Au moment de notre arrestation, je venais tout juste d’avoir onze ans, Robert n’avait que neuf ans et demi et le petit André, trois ans et demi. Dans cette prison de Loos, aussitôt, nous avons été séparés de papa qui est allé dans une cellule avec les hommes, maman et les trois enfants, dans une autre. Nous demandions, nous les enfants, mais pour quelle raison nous étions en prison ! Qu’avions-nous fait ? Nous ne comprenions rien.

Nous ne sommes restés que très peu de temps à la prison de Loos. Ensuite on nous a transférés dans une prison, la prison Saint-Gilles à Bruxelles. Comme le rappelait M. Thiery, dans le Nord et le Pas-de-Calais, les déportés passaient par la Belgique parce que le Commandement militaire allemand était basé à Bruxelles. Nous sommes arrivés dans cette prison Saint-Gilles, très exiguë, où nous étions si nombreux et tellement anxieux. Mais nous n’y sommes restés également que très peu de temps.

Ensuite on nous a placés dans un grand camp de rassemblement, toujours en Belgique, le camp de Malines. Vous le disiez M. Thiery, c’est l’équivalent de Drancy en France. À Malines, il y avait des SS allemands bien entendu, mais il y avait également des SS flamands. L’un d’entre eux, nous l’avions surnommé à juste titre Pferdekopf, tête de cheval, c’était si bien trouvé. Il avait une figure chevaline et était particulièrement cruel. Nous les enfants, nous nous arrangions toujours pour être hors de portée de sa vue. Les nazis étaient très à cheval sur la propreté, sur l’obéissance. Chaque soir, nous devions nous allonger sur nos paillasses, les pieds bien en vue. Les nazis passaient dans les rangs et contrôlaient. Mais c’était en plein hiver. Certaines personnes avaient des engelures, des crevasses et comme leur peau n’était pas bien nette, ils recevaient des coups de fouet et devaient aller à l’extérieur, en pleine bise, se laver, à l’eau froide bien entendu. Parfois ils poussaient le vice jusqu’à les laisser dehors toute la nuit. Mais tout cela n’est rien encore en comparaison de ce qui allait suivre.

Déportés avec leur mère, Charlotte Keller-Rosenberg, à Ravensbrück le 13 décembre 1943

Un jour on nous rassembla sur la place du camp. On entendait vaguement parler de déportation. Mais, pour nous les enfants, cela ne signifiait pas grand-chose. On se demandait avec angoisse ce que l’on allait faire de nous. On nous fit entrer dans une très grande pièce ; les hommes et les grands garçons au-delà de quinze ans, à une extrémité de la salle et, à l’autre bout, les femmes et les petits enfants. À un signal donné, nous devions tous nous mettre nus. Comme nous étions mal à l’aise ! À l’époque, on était si pudique.
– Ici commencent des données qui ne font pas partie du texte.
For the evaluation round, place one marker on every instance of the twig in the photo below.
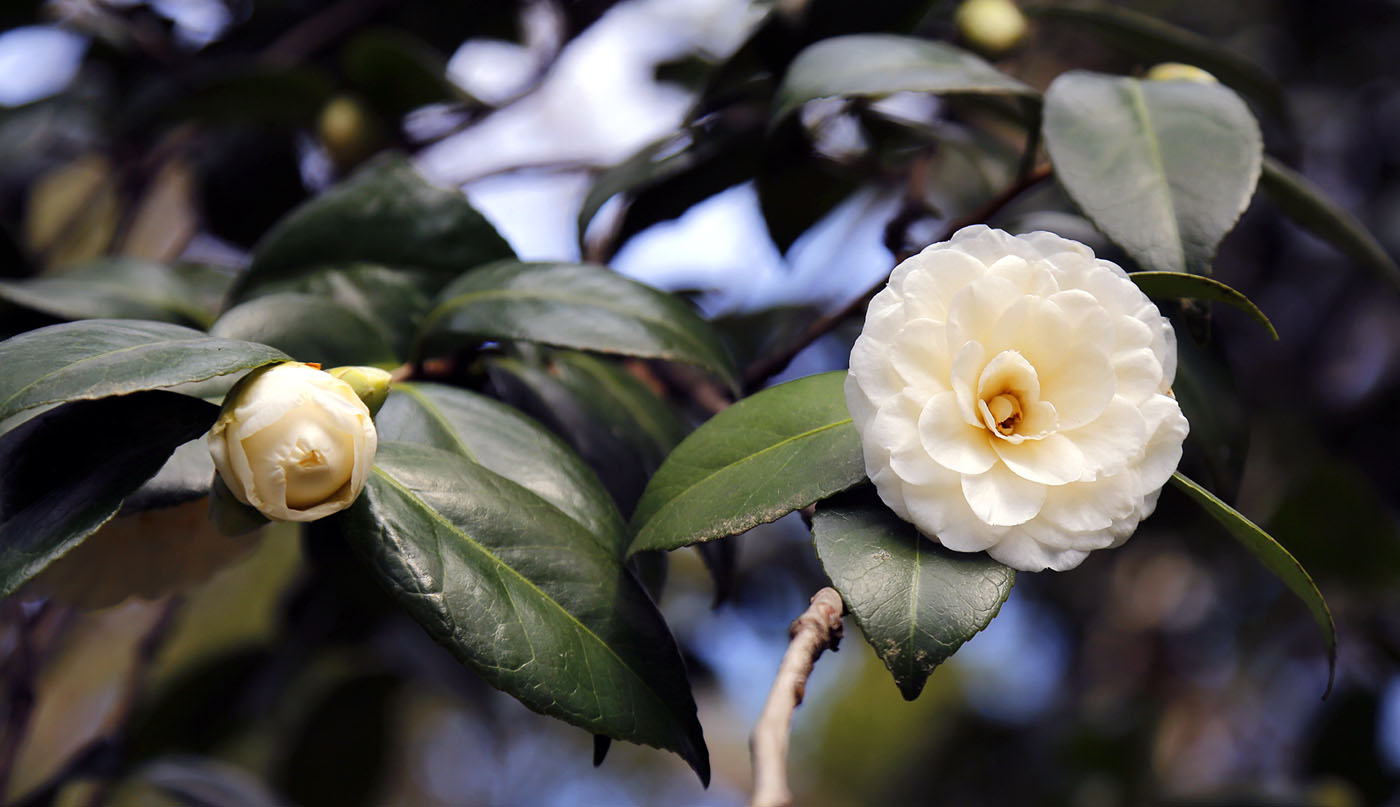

Jamais je n’avais vu maman nue. Elle-même se sentait si mal à l’aise devant ses fils et, un à un, nous devions pénétrer dans une espèce de guérite dans laquelle se tenait un jeune SS, un jeune nazi, qui nous voyait arriver d’un œil goguenard. Là, face à lui, suprême humiliation, il nous fallait écarter les jambes, nous pencher vers l’avant. Avec une lampe de poche, il nous éclairait par dessous pour voir si nous n’avions pas caché des objets précieux, des bijoux par exemple. À l’époque les nazis raflaient tout ce qui avait de la valeur. Mais quelle humiliation pour nous !

Ensuite on nous conduisit dans une gare où il y avait ces fameux wagons à bestiaux où il était indiqué : « Contenance huit chevaux », et nous étions une centaine de personnes, agglomérées les unes aux autres. Nous avons voyagé quatre jours sans manger, sans boire, la tinette au milieu de nous. Là aussi, quelle impudeur à faire ses besoins devant tous. On ne nous a pas ménagés.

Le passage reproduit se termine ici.